Cumartesi, Nisan 08, 2006

Mayıs 1985’in Kan Gölünden Fenerbahçe Romantizmine (Denemeler- 2)


25 Mayıs 1985 Pazar günü, Meksika’nın Başkenti Mexico City’ de Meksika Kupasının final maçı Amerikan Kartalları ile Pumalar arasında oynanacak... Stadyumun kapasitesi 70 bin kişi ama stadyuma 90 bin kişi girmeye çalışıyor. Gişelerde ve giriş kapılarında meydan gelen izdiham da 11 kişi ölüyor 25 kişi yaralanıyor. Ölenlerin 2 si daha 12-15 yaşlarında çocuk…

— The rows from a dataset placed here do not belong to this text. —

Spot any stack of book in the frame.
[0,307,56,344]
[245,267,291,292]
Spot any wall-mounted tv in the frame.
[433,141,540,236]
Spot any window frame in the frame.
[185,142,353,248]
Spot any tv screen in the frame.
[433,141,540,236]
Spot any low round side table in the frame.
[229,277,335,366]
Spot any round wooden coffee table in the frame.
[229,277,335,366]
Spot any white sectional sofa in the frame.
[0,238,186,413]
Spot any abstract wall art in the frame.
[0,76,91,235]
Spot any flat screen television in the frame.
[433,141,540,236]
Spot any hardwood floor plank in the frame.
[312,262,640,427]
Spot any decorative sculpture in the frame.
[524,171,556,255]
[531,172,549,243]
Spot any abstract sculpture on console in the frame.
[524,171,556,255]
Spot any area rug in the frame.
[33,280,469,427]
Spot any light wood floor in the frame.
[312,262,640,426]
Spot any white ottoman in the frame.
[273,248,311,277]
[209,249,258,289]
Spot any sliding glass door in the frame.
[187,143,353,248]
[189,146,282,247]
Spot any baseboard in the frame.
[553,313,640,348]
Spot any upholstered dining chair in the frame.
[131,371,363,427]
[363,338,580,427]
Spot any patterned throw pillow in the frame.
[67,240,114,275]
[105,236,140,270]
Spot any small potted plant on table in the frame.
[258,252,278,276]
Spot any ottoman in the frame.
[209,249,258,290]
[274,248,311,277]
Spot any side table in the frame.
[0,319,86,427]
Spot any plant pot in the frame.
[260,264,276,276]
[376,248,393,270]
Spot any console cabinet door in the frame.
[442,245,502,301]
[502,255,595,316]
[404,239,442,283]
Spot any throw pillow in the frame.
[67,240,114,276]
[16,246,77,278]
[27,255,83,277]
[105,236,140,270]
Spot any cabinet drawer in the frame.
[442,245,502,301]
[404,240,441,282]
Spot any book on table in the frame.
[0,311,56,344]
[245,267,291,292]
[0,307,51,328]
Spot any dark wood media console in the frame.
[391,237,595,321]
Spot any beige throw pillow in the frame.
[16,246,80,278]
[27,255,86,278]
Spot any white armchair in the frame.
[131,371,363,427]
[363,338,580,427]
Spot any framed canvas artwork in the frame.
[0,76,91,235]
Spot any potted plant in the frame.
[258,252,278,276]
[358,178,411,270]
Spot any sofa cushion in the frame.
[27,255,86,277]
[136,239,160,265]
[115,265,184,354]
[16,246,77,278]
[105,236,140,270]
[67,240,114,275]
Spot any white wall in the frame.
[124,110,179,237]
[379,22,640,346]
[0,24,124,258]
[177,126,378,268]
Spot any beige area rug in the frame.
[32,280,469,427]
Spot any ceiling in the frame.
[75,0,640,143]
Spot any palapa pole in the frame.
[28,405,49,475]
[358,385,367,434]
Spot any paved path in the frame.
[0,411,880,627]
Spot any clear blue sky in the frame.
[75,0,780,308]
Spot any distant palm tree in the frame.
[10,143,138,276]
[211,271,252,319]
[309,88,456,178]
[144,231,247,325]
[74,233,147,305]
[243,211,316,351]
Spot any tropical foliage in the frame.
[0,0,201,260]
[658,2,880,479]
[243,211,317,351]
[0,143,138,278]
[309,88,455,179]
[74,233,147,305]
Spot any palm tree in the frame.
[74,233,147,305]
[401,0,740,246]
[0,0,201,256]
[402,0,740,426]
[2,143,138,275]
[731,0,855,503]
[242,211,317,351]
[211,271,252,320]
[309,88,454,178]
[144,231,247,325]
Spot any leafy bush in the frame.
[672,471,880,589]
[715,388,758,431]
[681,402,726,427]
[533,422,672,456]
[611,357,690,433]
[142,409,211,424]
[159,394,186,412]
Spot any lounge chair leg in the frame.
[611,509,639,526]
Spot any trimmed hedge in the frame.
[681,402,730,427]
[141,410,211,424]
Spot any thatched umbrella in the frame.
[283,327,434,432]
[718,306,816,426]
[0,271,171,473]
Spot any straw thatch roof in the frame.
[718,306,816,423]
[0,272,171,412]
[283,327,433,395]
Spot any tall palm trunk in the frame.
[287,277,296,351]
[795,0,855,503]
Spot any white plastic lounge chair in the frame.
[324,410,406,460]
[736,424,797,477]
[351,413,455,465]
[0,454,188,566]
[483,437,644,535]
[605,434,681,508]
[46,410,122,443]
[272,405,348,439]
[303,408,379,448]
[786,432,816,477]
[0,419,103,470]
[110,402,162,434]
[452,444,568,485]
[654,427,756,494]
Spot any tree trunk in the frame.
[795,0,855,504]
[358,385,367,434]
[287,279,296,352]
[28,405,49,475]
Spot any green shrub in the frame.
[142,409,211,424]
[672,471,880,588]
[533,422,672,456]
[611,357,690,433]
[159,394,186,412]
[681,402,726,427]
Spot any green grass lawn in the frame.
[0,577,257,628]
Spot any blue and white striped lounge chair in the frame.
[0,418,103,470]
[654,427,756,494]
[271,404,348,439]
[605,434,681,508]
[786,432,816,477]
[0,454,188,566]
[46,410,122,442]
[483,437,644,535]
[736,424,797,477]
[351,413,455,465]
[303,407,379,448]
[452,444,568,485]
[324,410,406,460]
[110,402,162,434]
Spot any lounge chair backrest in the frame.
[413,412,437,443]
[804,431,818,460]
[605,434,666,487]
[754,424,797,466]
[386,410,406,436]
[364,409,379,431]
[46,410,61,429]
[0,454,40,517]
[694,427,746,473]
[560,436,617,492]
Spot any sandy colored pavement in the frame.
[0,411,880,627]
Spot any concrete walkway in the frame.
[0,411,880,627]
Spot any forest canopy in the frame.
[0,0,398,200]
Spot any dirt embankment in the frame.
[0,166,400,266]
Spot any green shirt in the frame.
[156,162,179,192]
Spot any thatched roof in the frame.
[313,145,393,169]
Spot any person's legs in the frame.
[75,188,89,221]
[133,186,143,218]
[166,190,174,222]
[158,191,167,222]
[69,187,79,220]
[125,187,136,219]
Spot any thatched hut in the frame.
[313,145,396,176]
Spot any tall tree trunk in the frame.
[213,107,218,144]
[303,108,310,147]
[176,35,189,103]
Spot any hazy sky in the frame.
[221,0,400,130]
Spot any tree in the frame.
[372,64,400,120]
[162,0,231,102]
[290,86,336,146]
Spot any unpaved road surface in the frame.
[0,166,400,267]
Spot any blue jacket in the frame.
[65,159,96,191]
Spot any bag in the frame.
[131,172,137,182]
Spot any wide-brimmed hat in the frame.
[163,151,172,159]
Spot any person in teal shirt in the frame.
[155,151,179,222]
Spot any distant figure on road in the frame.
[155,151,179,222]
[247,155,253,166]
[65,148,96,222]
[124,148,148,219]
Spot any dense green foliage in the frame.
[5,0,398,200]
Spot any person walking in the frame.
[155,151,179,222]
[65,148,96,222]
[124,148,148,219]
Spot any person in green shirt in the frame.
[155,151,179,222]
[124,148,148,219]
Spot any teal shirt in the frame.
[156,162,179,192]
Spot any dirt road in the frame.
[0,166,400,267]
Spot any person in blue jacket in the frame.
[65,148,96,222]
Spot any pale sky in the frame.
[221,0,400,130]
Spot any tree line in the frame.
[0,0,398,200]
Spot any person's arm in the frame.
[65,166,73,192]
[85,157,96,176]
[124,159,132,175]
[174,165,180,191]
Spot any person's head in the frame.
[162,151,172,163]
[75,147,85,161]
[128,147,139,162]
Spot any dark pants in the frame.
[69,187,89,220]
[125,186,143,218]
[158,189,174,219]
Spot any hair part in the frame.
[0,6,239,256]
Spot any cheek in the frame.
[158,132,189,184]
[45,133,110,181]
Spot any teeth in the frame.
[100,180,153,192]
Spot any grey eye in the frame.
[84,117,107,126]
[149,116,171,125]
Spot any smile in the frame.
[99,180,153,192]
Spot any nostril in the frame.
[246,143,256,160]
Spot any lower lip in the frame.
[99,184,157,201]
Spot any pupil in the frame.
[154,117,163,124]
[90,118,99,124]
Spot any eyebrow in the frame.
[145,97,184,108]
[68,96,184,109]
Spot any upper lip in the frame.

1980 li yıllarda maç biletleri genelde maçın oynanacağı statlardaki gişelerde satılırdı. Oynanan maçların televizyonlarda naklen yayınları da olmadığından bir maçı seyretmek için önemli olan maça gitmek değil maça bilet bulabilmekti. Hele ışıklandırılmamış ve gece maçı oynamaya müsait olmayan stadyumlar nedeniyle maç saatlerinin öğleden sonra 14.30 veya 15.00’ de olduğu düşünüldüğünde maç biletinin anlamı daha çok ortaya çıkıyordu. Kimi büyük maçlar öncesi sabahlanır ya da sabah 5.00’ de, 6.00’ da yollara düşülürdü. Bu nedenle de iki takım taraftarları genelde stadyum önlerinde kavgaya tutuşur bağrış gürültü ile gişe satış noktaları birer mevzi haline getirilir ve gişe diğer takıma kaptırılmamak için kaleleştirilirdi.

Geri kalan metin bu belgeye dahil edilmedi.